# Now they show up!



## tkyklr1 (Feb 15, 2015)

About 150 Redheads in a pond not far from my house.


----------



## devilchild (Feb 15, 2015)

*Nice Picture*

Awesome pic, have had similar views here. Last weekend on a local pond  I hunt, I counted more ducks in one morning than I had seen there all duck season. I am always curious how much is due to being later in the winter or lack of hunting pressure.


----------



## DuckHuntin101 (Feb 15, 2015)

I've noticed the same thing. I was at guntersville getting ready for a tournament. And with the lake not having pressure and some solid fronts it is absolutely loaded..


----------



## mlandrum (Feb 15, 2015)

As I was going from Darien to Brunswick last week there were TEAL-TEAL-And MORE TEAL sun bathing in the Ducks Unlimited  Project Ponds!!!!!!


----------



## rnelson5 (Feb 15, 2015)

Yall can have the ducks... I want that house!!!!!


----------



## mlandrum (Feb 16, 2015)

Hey Nelson, if you had all that you would'nt. have all that time to duck hunt!!!!


----------



## WOODIE13 (Feb 16, 2015)

They are showing up here good with the nasty weather, wished it was back the first to mid January


----------



## rnelson5 (Feb 17, 2015)

mlandrum said:


> Hey Nelson, if you had all that you would'nt. have all that time to duck hunt!!!!



You know there is a lot of truth to that.
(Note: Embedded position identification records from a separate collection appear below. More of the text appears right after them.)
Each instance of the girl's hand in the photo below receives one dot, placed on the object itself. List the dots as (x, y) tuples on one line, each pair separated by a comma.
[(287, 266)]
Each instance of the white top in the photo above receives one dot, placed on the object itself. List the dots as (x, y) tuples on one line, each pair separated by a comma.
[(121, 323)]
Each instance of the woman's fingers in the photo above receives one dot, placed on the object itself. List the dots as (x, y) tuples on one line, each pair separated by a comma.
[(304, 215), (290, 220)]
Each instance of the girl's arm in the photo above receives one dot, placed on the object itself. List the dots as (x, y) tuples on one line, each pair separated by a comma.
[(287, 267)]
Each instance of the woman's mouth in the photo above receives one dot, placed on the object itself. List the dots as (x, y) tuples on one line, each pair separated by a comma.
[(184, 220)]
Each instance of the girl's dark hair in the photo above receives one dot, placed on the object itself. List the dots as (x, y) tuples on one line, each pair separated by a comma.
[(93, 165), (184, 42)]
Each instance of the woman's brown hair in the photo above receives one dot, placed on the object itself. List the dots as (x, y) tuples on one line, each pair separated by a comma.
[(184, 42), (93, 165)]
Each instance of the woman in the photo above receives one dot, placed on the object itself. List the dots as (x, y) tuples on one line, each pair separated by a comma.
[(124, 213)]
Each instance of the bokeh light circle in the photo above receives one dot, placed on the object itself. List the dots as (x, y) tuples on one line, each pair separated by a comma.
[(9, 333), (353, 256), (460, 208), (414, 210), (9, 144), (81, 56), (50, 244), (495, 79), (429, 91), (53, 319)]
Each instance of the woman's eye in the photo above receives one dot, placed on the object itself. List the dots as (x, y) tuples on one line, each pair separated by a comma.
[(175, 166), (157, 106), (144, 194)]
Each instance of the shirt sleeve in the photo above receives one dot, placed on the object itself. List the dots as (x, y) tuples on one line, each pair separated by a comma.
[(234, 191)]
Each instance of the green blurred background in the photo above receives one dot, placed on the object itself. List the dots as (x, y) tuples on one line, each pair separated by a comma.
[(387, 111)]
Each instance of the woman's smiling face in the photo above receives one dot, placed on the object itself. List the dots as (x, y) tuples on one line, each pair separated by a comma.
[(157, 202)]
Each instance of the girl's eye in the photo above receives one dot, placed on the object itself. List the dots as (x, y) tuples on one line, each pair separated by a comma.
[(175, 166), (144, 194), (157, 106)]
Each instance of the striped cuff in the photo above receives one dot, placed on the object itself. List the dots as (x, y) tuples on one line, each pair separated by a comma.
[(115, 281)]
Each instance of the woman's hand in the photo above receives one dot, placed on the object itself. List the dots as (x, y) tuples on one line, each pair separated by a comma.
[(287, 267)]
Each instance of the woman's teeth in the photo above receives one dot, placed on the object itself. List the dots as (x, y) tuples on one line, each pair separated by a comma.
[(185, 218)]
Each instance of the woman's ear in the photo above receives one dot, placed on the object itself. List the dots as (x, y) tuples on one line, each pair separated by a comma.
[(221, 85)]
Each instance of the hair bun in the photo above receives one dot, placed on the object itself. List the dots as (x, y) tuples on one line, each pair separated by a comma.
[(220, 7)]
I am still driving my old 2004 pick up because I don't want a truck payment and so on. I am NOT saying it is always the case but a lot of people have nice things but no time or extra money to use them......


----------



## mguthrie (Feb 20, 2015)

Saw some redheads on lake jodeco this morn. Henry/clayton Cty line


----------



## king killer delete (Feb 21, 2015)

on topic /need I say more


----------



## DLH_Woodstock (Feb 24, 2015)

rnelson5 said:


> You know there is a lot of truth to that. I am still driving my old 2004 pick up because I don't want a truck payment and so on. I am NOT saying it is always the case but a lot of people have nice things but no time or extra money to use them......



This is ooooo so true! and people would be wise to think about this.


----------



## WOODIE13 (Feb 25, 2015)

This is the other day...


----------



## WOODIE13 (Feb 25, 2015)

Saw this from a buddy, Chesapeake Bay, 20 FEB.


----------



## mguthrie (Mar 1, 2015)

I've been in Maryland this time of year. Divers of all kinds on all the rivers. I tried to book a duck hunt up there but was told everybody goose hunts. Not many duck hunters


----------



## Hunteradams (Mar 2, 2015)

seen a handfull of redheads over here in the bahamas


----------



## kevbo3333 (Mar 2, 2015)

Ducks all over middle ga. Most I have ever seen around here.


----------



## GAHUNTER60 (Mar 4, 2015)

I live in Johns Creek, Ga, and drive down McGinnis Ferry road toward Suwanee everyday.  There's a small detention pond that butts right up next to McGinnis Ferry on land belonging to Forsyth County Water and Sewer property.

Last year at this time there were several pairs of buffleheads wintering there (pretty, but not really exciting).  But this year, some days the thing is wall-to-wall redheads (I always had a thing for natural redheads)!  There's also a few green heads thrown in for good measure (probably tamies off the nearby Chattahoochee).  I've noticed that the green heads kinda segregate themselves from the redheads.  I guess it's the old "birds of a feather," thing.

Don't know why, but I just love driving by this pond and seeing this site, whether or not there is anything I can do about it.  It's a shame the bad weather up north came so late in the year.


----------



## bander_TC50 (Mar 4, 2015)

Hunteradams said:


> seen a handfull of redheads over here in the bahamas



bet those legs were good and tan!


----------



## Flaustin1 (Mar 4, 2015)

Went past a pond today that was holding 200+ redheads and BBs.  This pond is fully fenced and receives no pressure at any time.  Im sure they just showed up.


----------



## Hunteradams (Mar 5, 2015)

bander_TC50 said:


> bet those legs were good and tan!



some locals tell me they see good nubers of teal pintails and redheads. I have only ever seen redheads. But then again i dont go looking for them.


----------



## GAHUNTER60 (Mar 5, 2015)

Hunteradams said:


> But then again i dont go looking for them.



I, on the other hand, am always on the lookout for redheads when visiting the Bahamas (blonds and brunettes are okay, too)!


----------